A soft second loan, sometimes called a silent second, is subordinate to the first mortgage, whose payment is deferred or forgiven until a specific date or the resale of the property. This would mean that buyers would not have to contend with regular payments thereby keeping their debt-to-income ratio lower and more affordable.
While normal lending institutions may not be open to such types of financing, family and friends may be. In some cases, these relatives and friends may be inclined to make a gift to help buyers get into a home. Instead of an outright gift, if the person makes the loan, they have options to be repaid at some point in the future or in other cases, they could forgive the debt but don’t have to make that decision today.
There are more than 2,000 down payment assistance programs nationwide. State, county, and city governments run many of them. Other programs could be from churches, employers, non-profit organizations, regional Federal Home Loan Banks, federally recognized Native American tribes and their sovereign instrumentalities or public agencies.
Various local or state Housing Finance Agencies have used “soft second” mortgages for down payment and closing costs to eligible borrowers. For example, the Indiana Housing and Community Development Authority offers down payment assistance in the amount of 3 to 4 percent of the purchase price of the home at zero percent interest with no monthly payments. The loan is fully forgiven after two years if the borrower remains in the home.
In a more mainstream application, let’s say that a parent or other relative was willing to help a buyer with their down payment and possibly, closing costs to purchase a home now. However, they will need the money for their retirement at some determinable point in the future, possibly, five to ten years.
The sales contract would disclose a “soft second” together with the terms which could include interest and due date such as ten years from execution of note or when they sell or refinance the property whichever comes first. It would also specify that no payments would be made until the maturity.
The mortgagor of the “soft second” may also retain the right to forgive the loan.
The lender of the first mortgage must be aware of the intended soft second and it should be mentioned in the sales contract so it can be underwritten by the lender appropriately. Failure to disclose a soft second to the lender is illegal and borrowers who fail to do so could be prosecuted. Mortgage fraud is classified as a Class C felony under federal law.
Both liens would be recorded for public record for the safety of all parties concerned.

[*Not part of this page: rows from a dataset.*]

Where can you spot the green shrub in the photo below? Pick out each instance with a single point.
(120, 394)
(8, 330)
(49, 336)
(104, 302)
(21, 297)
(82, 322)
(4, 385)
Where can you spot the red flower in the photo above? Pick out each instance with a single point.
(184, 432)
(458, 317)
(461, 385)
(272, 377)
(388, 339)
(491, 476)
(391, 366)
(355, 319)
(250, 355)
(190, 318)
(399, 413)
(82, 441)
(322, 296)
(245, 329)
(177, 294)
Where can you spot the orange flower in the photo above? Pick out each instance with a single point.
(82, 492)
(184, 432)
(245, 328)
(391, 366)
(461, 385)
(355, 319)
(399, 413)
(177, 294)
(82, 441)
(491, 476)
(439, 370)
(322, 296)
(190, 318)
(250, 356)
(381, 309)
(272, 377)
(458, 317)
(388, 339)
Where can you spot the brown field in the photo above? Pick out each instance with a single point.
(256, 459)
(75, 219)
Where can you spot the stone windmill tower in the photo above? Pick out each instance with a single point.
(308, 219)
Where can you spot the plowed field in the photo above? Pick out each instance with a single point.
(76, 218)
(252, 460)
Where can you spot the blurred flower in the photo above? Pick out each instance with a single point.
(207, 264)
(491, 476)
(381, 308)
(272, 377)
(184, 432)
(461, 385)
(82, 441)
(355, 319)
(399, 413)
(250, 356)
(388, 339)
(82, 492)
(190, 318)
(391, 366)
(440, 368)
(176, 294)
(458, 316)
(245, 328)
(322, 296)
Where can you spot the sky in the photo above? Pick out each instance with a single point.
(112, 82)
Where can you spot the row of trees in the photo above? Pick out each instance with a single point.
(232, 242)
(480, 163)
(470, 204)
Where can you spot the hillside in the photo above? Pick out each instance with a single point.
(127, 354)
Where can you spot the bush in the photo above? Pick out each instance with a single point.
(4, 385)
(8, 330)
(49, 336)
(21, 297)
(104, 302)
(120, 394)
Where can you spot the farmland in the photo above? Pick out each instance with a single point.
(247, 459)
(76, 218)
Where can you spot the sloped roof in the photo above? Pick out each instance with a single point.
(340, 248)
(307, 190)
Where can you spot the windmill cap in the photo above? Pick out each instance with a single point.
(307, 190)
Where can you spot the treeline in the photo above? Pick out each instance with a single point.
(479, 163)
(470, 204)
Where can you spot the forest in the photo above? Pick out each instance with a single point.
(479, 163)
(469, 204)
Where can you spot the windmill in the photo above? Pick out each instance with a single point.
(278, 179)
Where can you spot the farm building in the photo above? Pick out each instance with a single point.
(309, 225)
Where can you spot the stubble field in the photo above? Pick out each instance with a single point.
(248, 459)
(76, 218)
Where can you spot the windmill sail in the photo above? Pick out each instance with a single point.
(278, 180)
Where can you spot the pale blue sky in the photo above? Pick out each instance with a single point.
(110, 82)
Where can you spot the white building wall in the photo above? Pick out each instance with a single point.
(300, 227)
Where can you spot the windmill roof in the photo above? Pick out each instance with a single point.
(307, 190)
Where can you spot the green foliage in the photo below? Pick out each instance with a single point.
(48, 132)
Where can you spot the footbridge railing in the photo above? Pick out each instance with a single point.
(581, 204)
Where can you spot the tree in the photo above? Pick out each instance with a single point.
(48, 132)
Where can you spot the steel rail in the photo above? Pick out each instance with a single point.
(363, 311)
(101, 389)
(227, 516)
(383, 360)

Since this procedure is not commonplace, the advice is to run this concept past your lender prior to writing the offer. With full disclosure in the contract and the proper terms to satisfy underwriting, you should be able to structure a transaction to get a qualified buyer without a down payment into a home.
Some things to consider in the second mortgage note is a firm due date far enough down the road that it isn’t going to trigger risk issues. An example would be ten years or when the property is sold or refinanced, whichever comes first. Specify an interest rate and arbitrary payments which would give the buyer the option to make payments if they wanted. By doing this, the underwriter can calculate payments and amount owed at the term.
In today’s economy, there are a lot of companies that have rich cash reserves, as well as plenty of individuals also. Once buyers have identified a friend or relative to become the lender on the second mortgage, your agent will help you find a lender for the first mortgage who is willing to participate.
The buyer will become pre-approved and the process of finding the home can begin but not until the other steps have been finished.